Common Naming Mistakes

Too Generic

"Test Campaign 1" tells you nothing. Include meaningful identifiers even for tests.

Too Long

Names get truncated in Ads Manager. Front-load the most important information.

Inconsistent Separators

Pick one separator (underscore, hyphen, pipe) and stick with it. Underscores work best for most systems.

Missing Key Info

If you can't tell what audience, creative type, and date from the name, add those elements.

Implementing Across Teams

Documentation

Create a naming convention document that covers:

  • All abbreviation definitions
  • Templates for each level
  • Examples of correct usage
  • Common mistakes to avoid

Enforcement

Build naming into your workflow:

  • Naming checklist before launch
  • Automated validation tools
  • Regular audits for compliance
  • Training for new team members

Naming for Campaign Types

Different campaign objectives may need specific conventions. For structure guidance, see our campaign structure guide.

Advantage+ Shopping

ASC_[Product]_[Market]_[Date]

Retargeting

RTG_[Audience Window]_[Product]_[Date]

Testing

TST_[Hypothesis]_[Date]

How ROASPIG Helps

Consistent naming at scale requires automation. ROASPIG provides:

  • Automated Naming: Apply naming conventions automatically during ad creation
  • Template Management: Save and reuse naming templates across campaigns
  • UTM Automation: Generate tracking parameters aligned with naming
  • Naming Validation: Flag inconsistent names before upload
  • Bulk Rename: Update existing campaign names at scale

The Bottom Line

Naming conventions are the foundation of scalable ad operations. They enable analysis, simplify management, and speed decision-making. Top advertisers invest in naming systems early because they know the cost of rebuilding later.

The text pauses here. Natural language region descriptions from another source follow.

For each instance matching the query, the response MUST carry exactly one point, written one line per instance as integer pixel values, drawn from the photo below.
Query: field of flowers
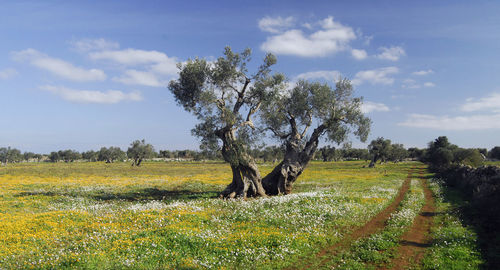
(166, 215)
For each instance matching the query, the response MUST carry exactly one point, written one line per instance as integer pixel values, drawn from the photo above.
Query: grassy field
(165, 215)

Start with a simple three-level framework, document it clearly, and enforce it consistently. Your future self will thank you.

Frequently Asked Questions About Campaign Naming Conventions

Include objective (prospecting, retargeting, testing), product or offer, market/geo, and date. Example: PROS_SummerSale_US_0126. This gives strategic context at a glance.

Include format (video, static, carousel), hook type (problem, benefit, question), messaging angle (FOMO, social proof, authority), and version number. This enables creative performance analysis across campaigns.

Yes, dates help with version control and identifying when campaigns launched. Use formats that sort correctly, like MMYY (0126) or YYMMDD (260115).

Document conventions clearly with examples, build naming into workflows with checklists, use automated validation where possible, and conduct regular audits. Consistent enforcement is key.

Underscores work best for most systems and are easy to read. Pick one separator and use it consistently. Avoid mixing underscores, hyphens, and pipes in the same naming system.